You’ll want to make sure that all computing equipment is located in a physically secure facility, which employs electronic access controls to prevent unauthorized access. The data center should also be independently audited at least once a year, ideally through an SOC 2 examination. This is the most rigorous form of professional evaluation, which reviews and tests internal controls over business processes and information technology. 

What is the uptime service-level agreement (SLA)? 

A reliable hosting provider ensures your website is always accessible, with minimal downtime. We recommend an uptime SLA of no less than 99.99%.

Does my hosting provider partner with a global edge network to provide DDoS protection?

A DDoS (Distributed Denial of Service) attack is a malicious attempt to flood a server, service, or network with traffic, thus preventing visitors from accessing connected online services and sites. Why do you need a trusted global edge network to prevent these attacks? Some DDoS attack techniques — including DDoS amplification, SYN flood, and ICMP flood — will likely overwhelm a unicast, or even multicast, based network, but can be mitigated by an anycast based network, like Cloudflare, in under 10 milliseconds. 

Will our website be equipped to accommodate increased traffic?

As your credit union grows, your website needs to accommodate increased traffic. Your hosting provider should offer scalable solutions to handle future growth.

Ideally, your site should also be equipped to handle a surge in traffic. When credit unions began offering PPP loans during Covid, for instance, the sizable and sudden influx in visitors caused many websites to crash. Hosting providers that partner with a global edge network like Cloudflare can also handle traffic spikes by serving cached versions of your site directly to users—bypassing the origin server entirely. 

How will our website data remain private and secure? 

A hosting provider that offers container-based architecture encapsulates each website it hosts in its own “container,” which contains a full virtualized filesystem and database that is entirely segregated from other systems. That way, the data is never exposed directly to the internet, ensuring that your site and its data is secure and private.

Does the hosting provider offer robust customer support?

You never know when something on your website might go awry, so it’s critical to opt for a provider with reliable and prompt 24/7 customer support. If online reviewers consistently complain about a hosting provider’s customer service, proceed with caution!

Conclusion

Your CMS platform and hosting provider can empower your marketing team, give you peace of mind, and help you better serve and protect your members. But you should never be forced to keep using a solution that isn’t working for you. 

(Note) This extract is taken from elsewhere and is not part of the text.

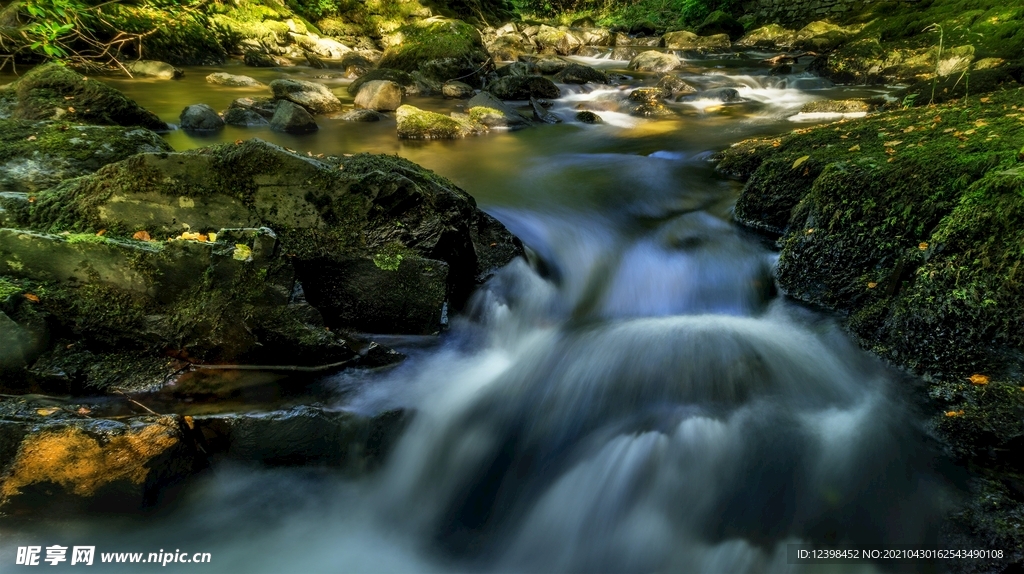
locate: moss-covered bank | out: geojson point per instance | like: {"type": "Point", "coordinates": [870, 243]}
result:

We have a saying here at PixelSpoke: “You create loyalty by making it easy for people to leave.” It might sound a bit counter-intuitive, but we’ve always found it to be true. Some vendors with proprietary platforms lock their clients into multiyear contracts, and their clients can end up feeling frustrated and trapped, as though their marketing or web development agency is holding the keys to their digital house. With a third-party CMS and hosting provider, you stay in control. If you ever need to change partners, you can take your credit union website with you. You don’t have to start from scratch or negotiate a handoff. 

All that said, not all hosting providers and open-source CMS platforms are created equal. Use this guide to vet them so you can proceed with the assurance that you’re making the best choice for your credit union and your team.